Nascido em Tarauacá, ele foi morto no município vizinho, na casa em que vivia, localizada num sítio no qual fizera gravar o nome do lugar com os mesmos caracteres do letreiro famoso dos estúdios Holywood, em Los Angeles (EUA)

Assim que começou a ganhar melhor, resolveu investir, das próprias finanças, na construção de barco-hospital, melhor equipado, inclusive com ar condicionado, e com equipamentos de última geração que permitiam a realização, nas barrancas dos rios, de exames de eletrocardiograma, de ultrassom e até a realização de algumas cirurgias. O custo do barco e dos equipamentos foi estimado em R$ 150 mil, mas a assistência médica às pessoas daqueles rincões era absolutamente gratuita. E agora, o “Dr. Baba” não estava mais só naqueles atendimentos que ele fazia durante os períodos de férias ou de folga do trabalho regular. A ele havia se juntado outro médico, o amigo Jenilson Leite, enfermeiros, técnicos de enfermagem, condutores do barco e até cozinheiros. A última dessas viagens foi feita há dois meses, na fronteira do Acre com o Amazonas, quando foram atendidas cerca de 700 pessoas em dois dias. A próxima viagem seria em janeiro de 2019, no município de Jordão, nos rios Muru e Alto Tarauacá.

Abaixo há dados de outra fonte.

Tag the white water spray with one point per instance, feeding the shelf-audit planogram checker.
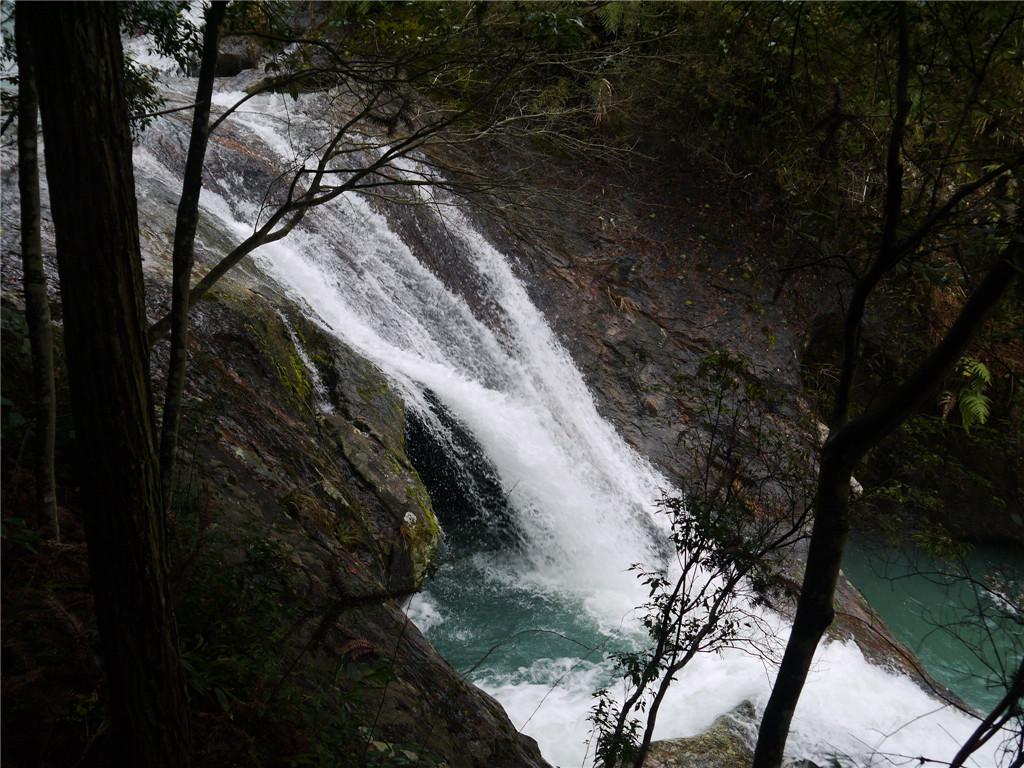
(583, 500)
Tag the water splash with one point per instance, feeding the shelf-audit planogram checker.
(474, 349)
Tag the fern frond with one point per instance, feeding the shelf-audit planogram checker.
(974, 408)
(977, 374)
(947, 401)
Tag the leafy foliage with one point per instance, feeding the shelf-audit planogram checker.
(728, 526)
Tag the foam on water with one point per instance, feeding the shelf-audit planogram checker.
(583, 499)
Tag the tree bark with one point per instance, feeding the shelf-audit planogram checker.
(79, 66)
(37, 305)
(844, 448)
(183, 253)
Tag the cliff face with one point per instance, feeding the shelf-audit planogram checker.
(300, 443)
(301, 530)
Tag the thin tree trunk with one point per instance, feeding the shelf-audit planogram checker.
(844, 448)
(183, 254)
(37, 305)
(79, 66)
(991, 725)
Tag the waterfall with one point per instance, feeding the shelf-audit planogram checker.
(539, 589)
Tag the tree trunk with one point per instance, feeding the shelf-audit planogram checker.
(37, 305)
(183, 254)
(845, 446)
(79, 68)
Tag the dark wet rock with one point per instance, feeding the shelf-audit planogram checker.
(728, 743)
(725, 744)
(335, 491)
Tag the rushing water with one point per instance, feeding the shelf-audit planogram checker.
(951, 615)
(536, 587)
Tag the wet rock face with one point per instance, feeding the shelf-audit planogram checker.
(329, 483)
(725, 744)
(728, 743)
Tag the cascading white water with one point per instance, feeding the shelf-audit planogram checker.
(582, 500)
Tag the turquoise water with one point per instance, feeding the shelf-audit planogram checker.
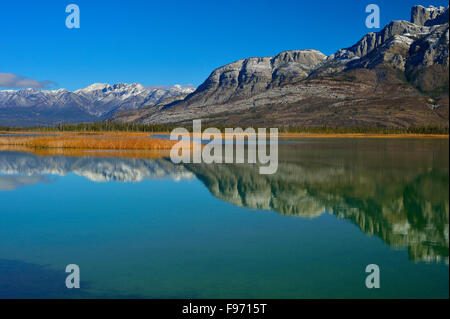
(146, 228)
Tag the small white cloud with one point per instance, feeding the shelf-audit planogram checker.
(14, 81)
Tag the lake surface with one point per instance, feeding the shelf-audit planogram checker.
(146, 228)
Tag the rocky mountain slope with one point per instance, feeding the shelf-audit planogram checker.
(410, 210)
(93, 103)
(395, 77)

Uma viagem e muitos sonhos interrompidos por aquele tiro disparado por dois celerados provavelmente acumpliciados a um terceiro bandido que contava com a confiança da vítima e que costumava frequentar sua casa

Polícia descarta crime político e afirma tese de latrocínio

Jenilson Leite, colega de profissão, amigo e confidente, foi a última pessoa a estar com “Dr. Baba” no dia de sua morte, no hospital em que dava plantão. “Fomos conversar sobre a incidência da dengue no município. Ele me pediu ajuda para trazer a demanda para o governo”, contou o médico-deputado. “Deixei-o por volta das 16 horas e segui para Tarauacá”, disse.

Assim que o amigo deixou-o no hospital, “Dr. Baba se dirigiu a sua casa, alegando que iria tomar banho. Lá já se encontrava aquele amigo de sua confiança, o qual, conforme a polícia, atraiu os assassinos. No dia seguinte ao crime, Felipe Rodrigues e Lucas de Oliveira, de 19 e 28 anos, respectivamente, foram presos como principais suspeitos da morte. A polícia diz que os suspeitos queriam roubar a arma da vítima, um revólver 38.

Na última conversa com o amigo Jenilson leite, “Dr. Baba” revelou que havia sido roubado em sua casa, dois dias antes. Os ladrões furtam uma televisão, cujo crime ele comunicou à polícia. Aliás, na mesma delegacia de polícia, o médico havia estado em setembro, durante a campanha eleitoral, registrando queixa contra o ex-vereador Mario Célio, que o teria ameaçado de morte, através de um aplicativo de telefone. “Baba” chegou a mostrar os “prints” em que o ex-vereador dizia que, caso vencesse as eleiçõe4s o atual governador eleito, ele teria que sair de Feijó.

Assim que a morte foi registrada, o ex-vereador foi intimado à delegacia pelo delegado José Obetânio. Mas, segundo a autoridade policial, o ex-vereador nada teve a ver com o crime e que a morte foi decorrente de latrocínio, quando o criminoso mata para roubar.